Los esclavos cantan para no morir trabajando, para soportar lo que no soportarían de otro modo. Pero los esclavos africanos en América no solo se vuelven esclavos al ser secuestrados y traficados, sino que, además, sus hijos nacen esclavos. Estos niños oyen desde la infancia el canto de los suyos. Aquello que para los mayores es el señuelo espiritual que les permite llegar al final del día, en los niños se vuelve parte de su temperamento. Lo que Sarmiento ve en estos jóvenes, entonces, es una predisposición a «sentir la música» como no la encuentra ni siquiera en los cantantes de ópera. Una manera de vibrar, como si las notas se metiesen en el organismo y moldearan la forma de los músculos y la elasticidad de los tendones.

No es de extrañar entonces que los mulatos, que también son hijos de esclavas, y que son criados en la misma música de sus hermanos esclavos, pero tienen más libertades para estudiar y ejercer una profesión, empiecen a destacarse en Brasil como artistas y músicos. Sarmiento, que es agudo al advertir el conflicto de clase, y que subraya el miedo de las elites blancas por la amenaza que representa el mulato de «vengar bien pronto las injurias hechas a su tostada madre», da sin embargo una explicación pobre de la preeminencia artística de la nueva clase. Interpreta que se trata del milagro de la fusión entre los genes musicales africanos y los genes europeos de la inteligencia. No puede ver que la cultura está moldeada por las condiciones históricas y materiales de la sociedad.

Pasa el tiempo, Sarmiento deja Río de Janeiro, cruza el Atlántico, atraviesa Francia y España.

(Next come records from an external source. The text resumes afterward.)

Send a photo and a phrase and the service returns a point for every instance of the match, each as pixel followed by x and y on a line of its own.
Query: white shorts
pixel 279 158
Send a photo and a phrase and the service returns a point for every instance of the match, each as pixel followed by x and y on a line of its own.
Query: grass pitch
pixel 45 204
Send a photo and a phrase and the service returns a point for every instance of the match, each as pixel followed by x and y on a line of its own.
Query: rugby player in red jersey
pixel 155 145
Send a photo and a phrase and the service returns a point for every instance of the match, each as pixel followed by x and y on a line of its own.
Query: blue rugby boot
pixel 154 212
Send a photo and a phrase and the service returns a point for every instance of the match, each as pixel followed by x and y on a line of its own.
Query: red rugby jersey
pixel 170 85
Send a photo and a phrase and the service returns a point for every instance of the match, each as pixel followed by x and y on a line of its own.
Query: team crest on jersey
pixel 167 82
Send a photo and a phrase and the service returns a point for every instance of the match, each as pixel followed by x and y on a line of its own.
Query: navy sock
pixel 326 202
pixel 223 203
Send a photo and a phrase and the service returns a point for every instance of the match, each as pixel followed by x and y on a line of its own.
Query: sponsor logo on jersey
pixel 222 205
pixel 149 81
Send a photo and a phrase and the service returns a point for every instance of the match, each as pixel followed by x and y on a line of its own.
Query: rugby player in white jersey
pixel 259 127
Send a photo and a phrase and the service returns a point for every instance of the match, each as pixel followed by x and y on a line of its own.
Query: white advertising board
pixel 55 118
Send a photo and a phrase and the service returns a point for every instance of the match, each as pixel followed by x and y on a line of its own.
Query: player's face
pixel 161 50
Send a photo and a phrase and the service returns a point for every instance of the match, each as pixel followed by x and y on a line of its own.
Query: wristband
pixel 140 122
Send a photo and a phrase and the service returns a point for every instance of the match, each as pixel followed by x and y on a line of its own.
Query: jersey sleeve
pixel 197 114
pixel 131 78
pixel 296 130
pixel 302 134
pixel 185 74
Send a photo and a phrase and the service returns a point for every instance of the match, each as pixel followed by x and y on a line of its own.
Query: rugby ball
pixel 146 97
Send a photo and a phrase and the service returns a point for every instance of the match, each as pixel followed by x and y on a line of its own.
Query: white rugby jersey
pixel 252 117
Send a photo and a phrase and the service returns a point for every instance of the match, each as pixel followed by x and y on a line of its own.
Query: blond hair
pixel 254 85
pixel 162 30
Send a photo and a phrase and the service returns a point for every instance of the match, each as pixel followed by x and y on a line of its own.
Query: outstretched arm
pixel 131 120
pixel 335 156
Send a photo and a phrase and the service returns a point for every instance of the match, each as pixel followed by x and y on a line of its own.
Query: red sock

Cuando llega a Argelia, la experiencia brasileña ya quedó un año atrás, y falta otro año para que vuelva a encontrarse con esclavos africanos en el sur de los Estados Unidos. Sarmiento recorre el desierto argelino, llega a una tienda, comparte la vida con los hombres del lugar. Le llama la atención que las mujeres no aparecen, son invisibles. De repente, escucha

un rumor estraño de voces humanas, con cierta cadencia acompasada que me traia a la memoria la reminiscencia de algo parecido que habia debido oir no sé donde.

Se asoma a otra parte de la tienda y ve entonces por primera vez a las mujeres, en un ritual que no llega a entender. Alguien le explica: están llorando el apresamiento de un familiar por el ejército de ocupación francés. Pero no lloran como él conoce que la gente llora: «En lugar de llantos descompasados, se oia el canto lúgubre de oraciones recitadas cadenciosamente». Lo embarga un sentimiento de misterio y de respeto, raro en él, que deplora la cultura musulmana. Se interesa por esas mujeres y se acerca a ellas, pero no llega a establecer un vínculo.

En las ciudades de Argel y Orán, las mujeres también son invisibles, envueltas en mantos y velos. Los velos son marcas de opresión que Sarmiento ya conoce de la tradición cristiana, y por eso su atención se centra en otro detalle: «el adorno principal son unos grilletes de plata en los tobillos, tan gruesos como los de hierro de nuestras prisiones».

Por eso, es casi inevitable la conclusión a la que llega más tarde:

Después, refleccionando, he recordado que [lo que el canto de las mujeres le trajo a la memoria] era el canto plañidero con que las recuas de negros en el Brasil se acompañan i animan al trabajo.

Presas de la doble opresión, ejercida por los hombres de sus familias y por el ejército francés, ellas cantan, como sus hermanos africanos, para seguir viviendo.